Perhaps the most significant account of Ocasio-Cortez’s criticism of Israel came in her explanation to Haaretz of why she tweeted out about the “massacre” of the Great Return March:
Asked later why she chose to post the tweet, Ocasio-Cortez compared the Gaza protesters to civil rights activists in the United States.
“I think I was primarily compelled on moral grounds because I could only imagine if 60 people were shot and killed in Ferguson. Or if 60 people were shot and killed in the West Virginia teachers’ strikes. The idea that we are not supposed to talk about people dying when they are engaging in political expression just really moved me,” she said.

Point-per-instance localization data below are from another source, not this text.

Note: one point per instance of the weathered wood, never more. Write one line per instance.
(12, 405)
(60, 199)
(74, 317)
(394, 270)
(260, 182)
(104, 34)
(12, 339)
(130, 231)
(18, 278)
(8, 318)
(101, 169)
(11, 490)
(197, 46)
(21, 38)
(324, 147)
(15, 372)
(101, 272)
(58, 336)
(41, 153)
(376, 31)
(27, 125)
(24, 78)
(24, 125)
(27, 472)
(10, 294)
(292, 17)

She told interviewer Glenn Greenwald that the “silence” around the Palestinian cause “has been a little interesting to me,” adding that her Puerto Rican roots her to relate to the Palestinian protesters.
“Puerto Rico is a colony that is granted no rights, that has no civic representation,” she said. “If 60 of us were shot in protest of the U.S. negligence in FEMA I couldn’t imagine if there were silence on that.”
Increasingly, she said, “People are separating the actions and status of Palestinians from even the greater geopolitics of the area. People are looking at Palestinians through a humanitarian lens.”
This is not the language of mainstream liberalism, or the Sanders wing of the Democratic Party. Ocasio-Cortez is using the example of US settler-colonialism in her native Puerto Rico to highlight the violence of Israeli setter-colonialism. She is using the memory of violence against the working-class in America — from the Haymarket rebellion to the Battle of Blair Mountain in Matewan, West Virginia — to configure Palestinians as part of a labor international. Analogizing the Great Return March to the figurative killings of striking West Virginia teachers also demonstrates her understanding of historical conjuncture: Ocasio-Cortez is arguing for the right to Palestinian self-determination as part of a universal struggle for social and economic justice under capitalism and colonialism wherever and whenever it exists.
Ocasio-Cortez is now likely to feel significant pushback from the Democratic Party apparatus for her victory, and the road to reform of the Democratic Party is not only long, but impossible.
What is possible is that Ocasio-Cortez is giving an important independent voice to one of the most radical anti-imperialist currents in US politics these days, and that that voice will give confidence to a broader layer of activists to stake out more emancipatory positions on Palestine. Leftists should go all out in support of this aspect of her candidacy.